Лизавета готова была на крайность, но не было ни малейшей возможности обменяться с государыней взглядом. Золотинка не слезала с колен, а Юлий отвечал ей блуждающей улыбкой, не замечая, как онемели ноги. На рабочем столе его лежали вразброс бумаги пигаликов.
Золотинка встряхнула головой, обмахнув мужа щекотным потоком золотых волос, и припала на грудь:
– Юлька! Ага! Юлька! Лебедь мне все сказала, теперь уж знаю! Я тоже буду звать тебя Юлька! – и она залилась звонким, самозабвенным хохотом.
Кое-как справилась с приступом смешливости и принялась терзать волосы мужа, взъерошивая их, как потоптанную траву.
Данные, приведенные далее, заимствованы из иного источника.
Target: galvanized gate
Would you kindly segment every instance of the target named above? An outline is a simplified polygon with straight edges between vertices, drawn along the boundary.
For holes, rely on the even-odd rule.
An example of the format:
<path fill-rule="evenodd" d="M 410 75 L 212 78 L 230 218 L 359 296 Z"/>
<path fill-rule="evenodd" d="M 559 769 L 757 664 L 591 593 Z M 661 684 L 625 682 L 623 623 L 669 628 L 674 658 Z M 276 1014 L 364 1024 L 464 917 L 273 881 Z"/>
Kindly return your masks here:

Бумаги, однако, не были забыты вовсе, и Юлий под градом упоительных поцелуев косил взглядом на расползающиеся по столу строчки – целые полчища выстроенных в колонны строчек, от которых холодела душа.
– Ты и вправду дала пигаликам обещание? – спросил он невпопад. Золотинка изменилась в лице… и спустилась с колен.
Она оперлась на стол, обратив к Юлию ясные, до того ясные, что ничего уже не выражающие глаза. Она молчала.
– Знаешь что… – протянул Юлий, – пигалики безжалостный народец. Они не остановятся и перед войной… Вот я и думаю, если война или суд… чтобы ты явилась на суд… Давай тогда уйдем.
– Куда? – шевельнула губами Зимка.
– Куда глаза глядят. Я оставлю государство на Лебедь. Она девочка добрая и мудрая. – Он остановился, и хотя Зимка промолчала, возражения ее угадал. – Все лучше, чем война. По тарабарским понятиям война есть самое тяжкое преступление… Мы бежим с тобой за море. Знаешь, это будет вторая жизнь, совсем иная. Разве плохо прожить две жизни? Всё заново.
Вдруг Зимка поняла, что он это уже решил. Она не знала, как возразить, но выручила привычка лгать.
– Ты святой человек, Юлий! – воскликнула она со всем пылом искреннего испуга. – Но ты не знаешь людей! Лесть, лицемерие и всё это… о-о! Если бы ты только знал, как я устала от лести… Ах, Юлька, Юлька, если бы ты понимал, чего ты стоишь! Ты необыкновенный! Таких, как ты, нет!
Когда жена называет мужа святым человеком, это верный признак, что она готова ему изменить и, скорее всего, уже изменила. Супружеского опыта Юлию, может быть, и не хватало, но, чтобы почувствовать себя в таком положении неуютно, достаточно ведь простого здравого смысла, который сродни скромности. Он поскучнел, тяжело привалившись на стол.